One of the problems, Vafi and other analysts said, is that while many of BearingPoint's competitors have taken on longer-term projects for clients, such as taking over and managing human-resources administration for large companies, BearingPoint remains focused mainly on providing shorter-term analysis and integration services.
Also, overseas information technology companies, particularly in countries such as India, have increased the competition BearingPoint faces, Vafi said.
Randolph Blazer, shown in 2001, resigned abruptly this month as BearingPoint's chief executive. Eight days later, CFO Robert Falcone said he would retire early.
(Michael Robinson Chavez -- The Washington Post)
Other analysts are more upbeat. David M. Garrity of Caris & Co., said he believes BearingPoint has weathered the worst of its problems and could double its profit in 2005. He said that value is not reflected in its share price, something that could lead the company to sell its federal-sector business because the mergers and acquisition market for government contracting companies is so active now.
Garrity estimates that BearingPoint's federal-sector business could sell for $11 per share, a premium over the company's recent trading price. BearingPoint went public in February 2001 at $18 a share. Shares closed Friday at $9, down 42 cents for the day.
The analyst said he expects some institutional shareholders are pushing BearingPoint to sell. "If you have that big a block of stock, don't you have an interest in going out and marketing it for as much value as you can?," Garrity said.
While denying such pressure, McGeary would not comment on the possibility of a sale.
BearingPoint's consulting and integration services are fairly straightforward: When a company wants to update its accounting or supply-chain systems, for example, it might hire BearingPoint to evaluate its needs, design a new system and integrate the technology with its existing software.
Since the firm spun off from accounting firm KPMG LLP in early 2000, it has found success selling to the government market. In the third quarter, sales to the government grew to $330 million, an increase of 22 percent over the same period a year earlier, and nearly 40 percent of the company's total revenue. But BearingPoint has struggled in the commercial sector. The third-quarter revenue of $57 million from communications and content customers, for example, was down more than 10 percent from the previous year.
Earlier in the month, BearingPoint told investors that it had to reduce two line items on its balance sheet by $3 million each because invoices had been counted twice.
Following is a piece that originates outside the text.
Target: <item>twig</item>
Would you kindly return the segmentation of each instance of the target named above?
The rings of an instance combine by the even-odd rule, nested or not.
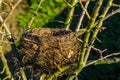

Last week the company said it misclassified $92.9 million in assets, an error that McGeary said was caused by a "clerical" mistake and did not affect its cash flow or earnings for the quarter. The company categorized the $92.9 million as "accounts receivable," but it should have been counted as "unbilled revenue" because the clients had not yet been billed. McGeary said neither of the recent executive changes was related to the financial revisions.
Calls to Falcone and Blazer were not returned. Falcone, who will retire at the end of the month, has been with the firm since April 2003.
Blazer and McGeary were co-chief executives from 1997 to 2002, when Blazer took over the top spot.
Blazer will receive a $2.5 million severance package, according to a filing with the Securities and Exchange Commission.
Falcone's retirement package has not yet been made public, and the company's spokesman declined to comment on the topic.